At the time of the quake, an elevator shaft for cylinder blocks had tilted, 175kg engines had toppled from their assembly stands, and cracks had formed in the concrete floors. None of that was visible on Tuesday as machines hummed at full speed, with workers preparing for an hour of overtime, Reuters reported.

One side of the factory floor had sunk about 15-20 cm, but steel legs and other reinforcements were put in place to correct the height of precision machinery, Hikaru Kawasumi, a manager at the plant, told the news agency during a tour of the plant.

The factory was hit by a massive aftershock on 11 April – exactly one month after the first tremor – erasing much of the restoration that had been done up to that point.

Just five weeks later, the plant is preparing to produce at a faster pace than planned for the next three months to make up for lost production, Ghosn said.

Nissan would invest about JPY3bn yen to reinforce the Iwaki factory’s facilities to protect it against future earthquakes, he told Reuters.

“The situation surrounding [the supply chain] restoration is constantly changing, so [production] plans are changed weekly or bi-weekly in some cases, but the [restoration] process is occurring quicker than first envisioned,” Yoshihiko Tabei of Kazaka Securities told Reuters.

Honda Motor also said the recovery of its parts supply is speeding up.

“We want to move up our schedule for returning to normal, but that depends on the supply of parts,” Honda’s chief financial officer, Fumihiko Ike, told Reuters. “But we are seeing recovery speed up in those supplies.”

He said the company planned to announce its earnings forecast for the current fiscal year before the annual shareholders’ meeting on 23 June.

Honda has limited access to electronic components, rubber parts and colouring materials, Ike said.

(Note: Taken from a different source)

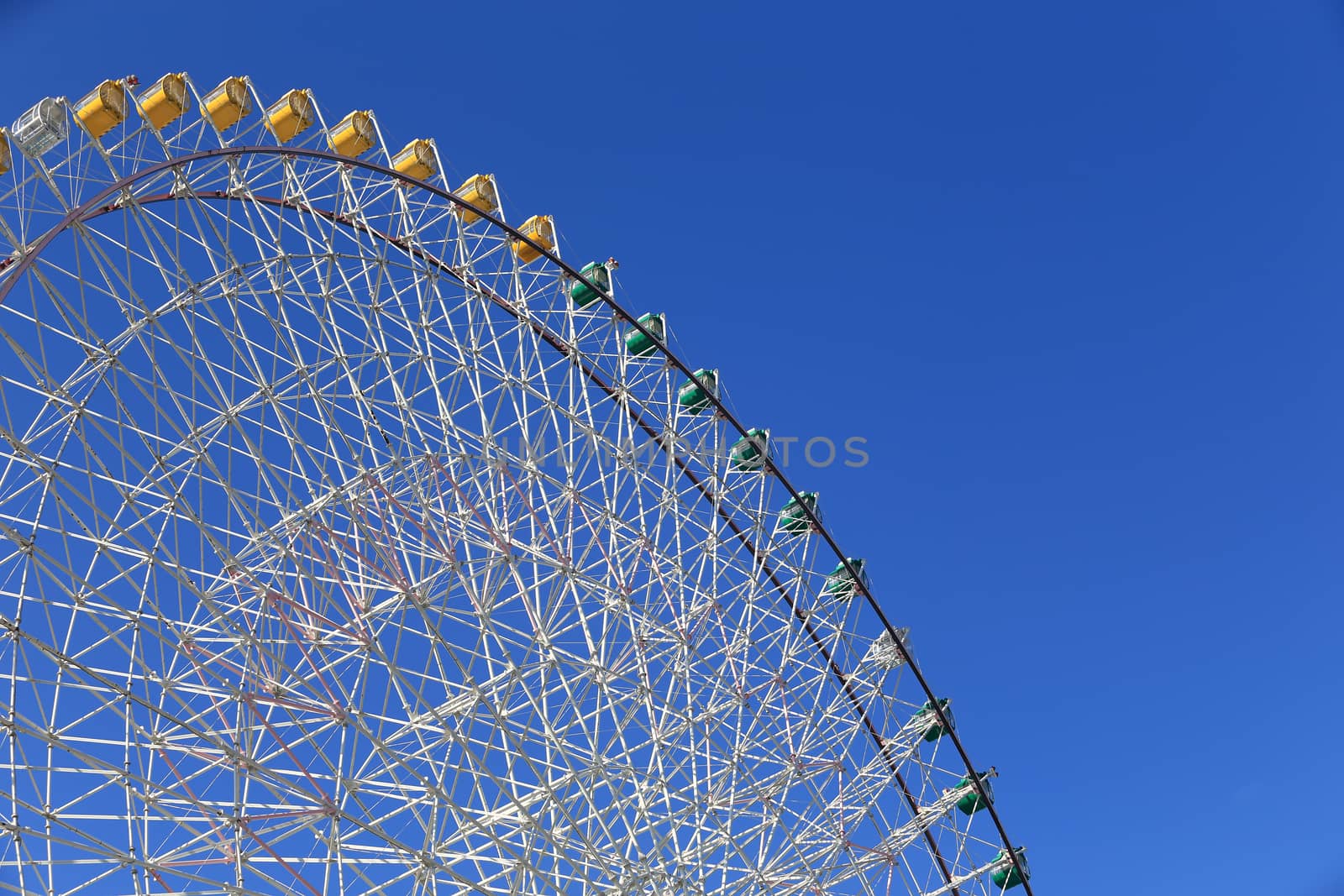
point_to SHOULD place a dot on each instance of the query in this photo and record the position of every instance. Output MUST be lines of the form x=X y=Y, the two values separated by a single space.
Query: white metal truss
x=342 y=553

The sole global plant for an additive for some types of high gloss metallic paint finish was knocked out by the ‘quake, causing automakers to temporarily stop offering some paint colours.

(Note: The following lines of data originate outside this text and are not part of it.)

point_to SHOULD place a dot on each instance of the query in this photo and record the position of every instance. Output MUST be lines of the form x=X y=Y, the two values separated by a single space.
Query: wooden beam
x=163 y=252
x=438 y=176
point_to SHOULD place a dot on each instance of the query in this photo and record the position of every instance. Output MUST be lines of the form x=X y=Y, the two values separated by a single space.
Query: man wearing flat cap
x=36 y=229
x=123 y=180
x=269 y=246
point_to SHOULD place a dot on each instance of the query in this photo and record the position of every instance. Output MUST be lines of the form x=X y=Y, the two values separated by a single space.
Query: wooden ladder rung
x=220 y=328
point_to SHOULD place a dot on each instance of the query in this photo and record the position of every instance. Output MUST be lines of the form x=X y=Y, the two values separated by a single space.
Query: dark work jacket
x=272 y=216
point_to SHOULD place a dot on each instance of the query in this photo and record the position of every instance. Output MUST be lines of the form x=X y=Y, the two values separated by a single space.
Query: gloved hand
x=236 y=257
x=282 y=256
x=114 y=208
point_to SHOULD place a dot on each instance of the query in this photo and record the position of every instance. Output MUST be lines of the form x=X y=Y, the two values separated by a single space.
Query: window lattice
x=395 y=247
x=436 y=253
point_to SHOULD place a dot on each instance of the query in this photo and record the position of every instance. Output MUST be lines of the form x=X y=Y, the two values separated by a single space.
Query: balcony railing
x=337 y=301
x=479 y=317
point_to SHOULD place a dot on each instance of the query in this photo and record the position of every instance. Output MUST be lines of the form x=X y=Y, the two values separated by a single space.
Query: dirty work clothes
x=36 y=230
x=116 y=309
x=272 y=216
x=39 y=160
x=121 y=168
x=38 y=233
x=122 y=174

Late last month, Honda said it expected vehicle production to fully return to levels planned before the March earthquake by year-end and to stay at about half those plans through to the end of June.

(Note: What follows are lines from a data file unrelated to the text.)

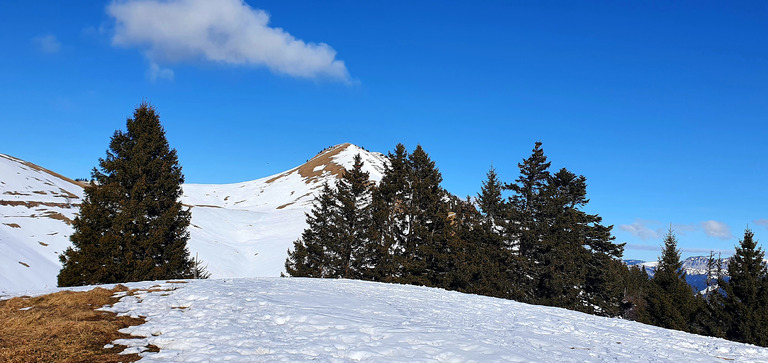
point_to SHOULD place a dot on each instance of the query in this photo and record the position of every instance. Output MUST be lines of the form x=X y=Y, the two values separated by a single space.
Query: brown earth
x=64 y=327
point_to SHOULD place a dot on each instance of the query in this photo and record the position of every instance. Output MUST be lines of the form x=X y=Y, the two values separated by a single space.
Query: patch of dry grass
x=63 y=327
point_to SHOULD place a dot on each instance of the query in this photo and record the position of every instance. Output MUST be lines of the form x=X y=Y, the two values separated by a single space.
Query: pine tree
x=745 y=303
x=489 y=199
x=526 y=202
x=350 y=251
x=391 y=219
x=671 y=302
x=309 y=257
x=132 y=225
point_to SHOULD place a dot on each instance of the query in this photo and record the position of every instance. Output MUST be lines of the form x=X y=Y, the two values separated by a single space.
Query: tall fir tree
x=350 y=252
x=745 y=302
x=526 y=202
x=490 y=200
x=132 y=225
x=391 y=217
x=670 y=302
x=309 y=257
x=523 y=231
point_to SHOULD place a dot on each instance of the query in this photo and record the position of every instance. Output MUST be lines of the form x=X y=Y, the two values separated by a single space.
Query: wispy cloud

Ike said on Tuesday this was a worst-case scenario, however, suggesting the situation at the automaker could be better than previously expected.

The catastrophes in Japan came at a particularly inopportune time for Honda, which has just remodelled its popular Civic and had been counting on it to drive sales growth this year.

Ike told Reuters it would be tough to ensure smooth supplies of the redesigned Civic in the United Sates.